Comment by Tom_Breton on Righting a Wrong Question · 2008-03-10T01:42:25.000Z · LW · GW

This seems to me a special case of asking "What actually is the phenomenon to be explained?" In the case of free will, or should I say in the case of the free will question, the phenomenon is the perception or the impression of having it. (Other phenomena may be relevant too, like observations of other people making choices between alternatives).

In the case of the socks, the phenomenon to be explained can be safely taken to be the sock-wearing state itself. Though as Eliezer correctly points out, you can start farther back, that is, you can start with the phenomenon that you think you're wearing socks and ask about it and work your way towards the other.

Comment by Tom_Breton on Variable Question Fallacies · 2008-03-05T23:29:25.000Z · LW · GW
"Have you stopped beating your wife?" has well-defined true-or-false answers. It's just that people are generally too stupid to understand what the no-answer actually indicates.

It's usually given as "Have you stopped beating your wife yet?" (Emph mine). The problem is the presupposition that you have been beating your wife. Either answer accepts (or appears to accept) that presupposition.

It's a different sort of bad question than the underconstrained questions. The Liar Paradox OTOH is a case of underconstrained question because it contains non-well-founded recursion.

Comment by Tom_Breton on Where to Draw the Boundary? · 2008-02-22T01:29:16.000Z · LW · GW

Wrt defining art, I offer my definition:

"An artifact whose purpose is to be perceived and thereby produce in its perceiver a positive experience of no direct practical value to the perceiver."

"Artifact" here is meant in the sense of being appropriate for Daniel Dennett's design stance. It is not neccessarily tangible or durable.

This is what's called a Genus-differentia definition, or type-and-distinction definition. "Artifact" is the type, the rest is the distinction.

This lets me build on existing understandings about artifacts. They have a purpose, but they remain artifacts even when they are not accomplishing that purpose. They are constructed by human beings, but this is a pragmatic fact about human ability and not a part of their definition.
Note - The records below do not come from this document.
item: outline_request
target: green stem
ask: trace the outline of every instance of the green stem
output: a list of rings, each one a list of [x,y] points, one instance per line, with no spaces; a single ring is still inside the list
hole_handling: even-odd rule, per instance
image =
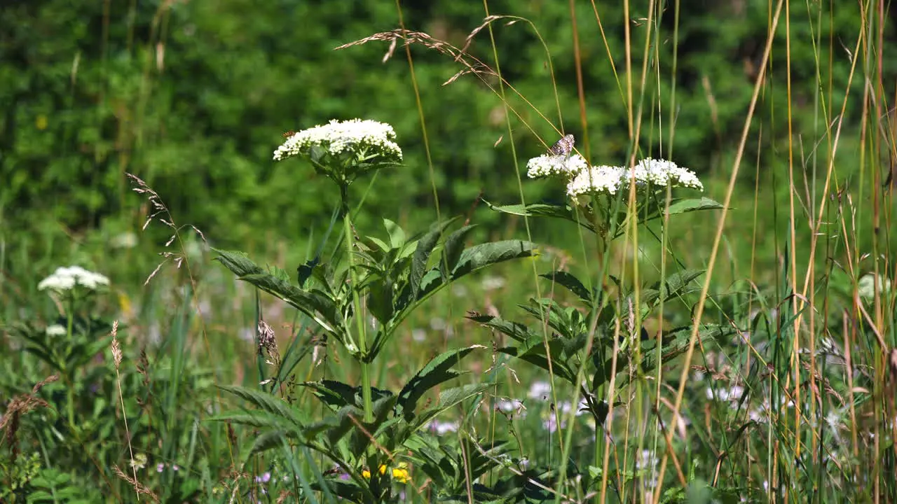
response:
[[[71,353],[72,337],[74,332],[74,299],[72,296],[69,296],[68,313],[66,313],[65,316],[66,316],[65,345],[69,350],[65,352],[65,358],[67,358],[68,355]],[[65,362],[65,374],[68,375],[67,376],[68,384],[66,387],[68,389],[68,394],[66,395],[68,396],[66,404],[68,406],[67,407],[68,426],[70,429],[74,430],[74,377],[71,376],[71,373],[73,371],[72,369],[68,369],[67,364],[68,362]]]
[[[364,402],[364,421],[373,421],[373,408],[370,401],[370,369],[368,363],[368,340],[366,337],[364,314],[361,313],[361,301],[358,297],[358,278],[355,274],[353,248],[353,234],[352,232],[352,213],[349,212],[349,185],[340,185],[341,213],[343,213],[343,231],[345,234],[346,257],[349,261],[349,275],[352,277],[352,302],[355,314],[355,325],[358,329],[359,359],[361,364],[361,399]]]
I avoided terms that make no definitional progress such as "beauty" and "aesthetic". Using them would just be passing the buck.

This definition seems to include birdsong. Make of that what you will. One could reasonably say that birdsong is a fitness signal of direct practical value to the intended perceiver, though.
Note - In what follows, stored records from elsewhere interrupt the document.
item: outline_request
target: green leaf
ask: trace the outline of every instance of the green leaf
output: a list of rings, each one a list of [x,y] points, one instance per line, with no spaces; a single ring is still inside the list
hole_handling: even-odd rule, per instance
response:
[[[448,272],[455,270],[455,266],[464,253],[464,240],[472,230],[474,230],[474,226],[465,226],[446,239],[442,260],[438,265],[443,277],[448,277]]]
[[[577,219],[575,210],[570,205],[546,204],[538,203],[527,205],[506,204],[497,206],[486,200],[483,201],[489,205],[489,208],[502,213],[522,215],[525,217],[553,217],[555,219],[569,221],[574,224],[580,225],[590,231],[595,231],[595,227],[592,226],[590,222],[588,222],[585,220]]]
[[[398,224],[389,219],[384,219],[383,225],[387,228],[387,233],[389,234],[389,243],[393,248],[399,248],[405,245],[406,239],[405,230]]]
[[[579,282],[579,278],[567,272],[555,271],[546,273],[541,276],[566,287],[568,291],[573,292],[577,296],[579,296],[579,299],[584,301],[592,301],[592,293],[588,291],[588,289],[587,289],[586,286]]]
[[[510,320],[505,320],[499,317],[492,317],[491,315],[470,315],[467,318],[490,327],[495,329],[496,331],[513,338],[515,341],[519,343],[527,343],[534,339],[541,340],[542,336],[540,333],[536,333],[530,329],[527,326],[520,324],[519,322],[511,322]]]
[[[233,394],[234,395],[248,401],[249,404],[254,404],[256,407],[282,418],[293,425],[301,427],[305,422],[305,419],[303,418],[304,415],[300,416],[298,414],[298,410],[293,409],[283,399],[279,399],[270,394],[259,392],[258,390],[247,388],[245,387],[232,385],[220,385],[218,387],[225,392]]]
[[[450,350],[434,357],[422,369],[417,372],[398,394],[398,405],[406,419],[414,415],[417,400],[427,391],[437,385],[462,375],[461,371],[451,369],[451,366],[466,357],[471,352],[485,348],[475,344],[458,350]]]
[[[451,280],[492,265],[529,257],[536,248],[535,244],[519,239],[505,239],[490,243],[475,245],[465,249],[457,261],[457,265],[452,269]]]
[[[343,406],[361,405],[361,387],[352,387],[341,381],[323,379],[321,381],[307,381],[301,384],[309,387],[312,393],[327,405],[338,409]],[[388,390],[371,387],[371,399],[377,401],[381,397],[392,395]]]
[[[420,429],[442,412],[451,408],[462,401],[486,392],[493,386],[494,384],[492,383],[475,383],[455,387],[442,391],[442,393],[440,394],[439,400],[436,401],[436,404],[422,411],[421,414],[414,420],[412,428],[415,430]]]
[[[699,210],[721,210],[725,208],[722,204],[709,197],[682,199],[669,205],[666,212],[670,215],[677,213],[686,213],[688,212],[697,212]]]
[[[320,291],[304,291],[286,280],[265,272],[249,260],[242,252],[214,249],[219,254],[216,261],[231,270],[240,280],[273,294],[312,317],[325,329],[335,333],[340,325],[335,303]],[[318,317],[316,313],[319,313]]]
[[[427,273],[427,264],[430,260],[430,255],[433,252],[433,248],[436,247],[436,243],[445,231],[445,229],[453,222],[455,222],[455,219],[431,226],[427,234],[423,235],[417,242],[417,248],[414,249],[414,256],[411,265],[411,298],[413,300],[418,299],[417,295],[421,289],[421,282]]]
Under this definition, throw-the-paint art is not so much excluded as it is a marginal, failed, or not serious example, much the way that a hammer (which is another type of artifact) constructed of two twigs scotch-taped together at right angles is a failure as a hammer

Comment by Tom_Breton on Where to Draw the Boundary? · 2008-02-21T22:52:34.000Z · LW · GW
Just because there's a word "art" doesn't mean that it has a meaning, floating out there in the void, which you can discover by finding the right definition.

True, but it strongly suggests that people who use the term believe there is a referent for it. Sometimes there is none (eg "phlogiston" or "unicorn"). Sometimes the referent is so muddled or misunderstood that the term is has little use except to name the mistake (eg "free will", which seems to function as a means of grouping quite distinct concepts of subjective freedom together as if they were the same thing, or "qualia" whose referent is a subjective illusion)

But almost always it's worth asking what they think they mean by it.

@tcpkac, we sometimes call slightly-out-of-focus photos "blurries". Hope that helps with your important secret project. }:)

Comment by Tom_Breton on The Argument from Common Usage · 2008-02-14T19:28:15.000Z · LW · GW
I never could understand why people made such a fuss about whether the tree made a sound or not.

Because the sense in which this question is being used as an example here is not the real question that bishop Berkeley had in mind.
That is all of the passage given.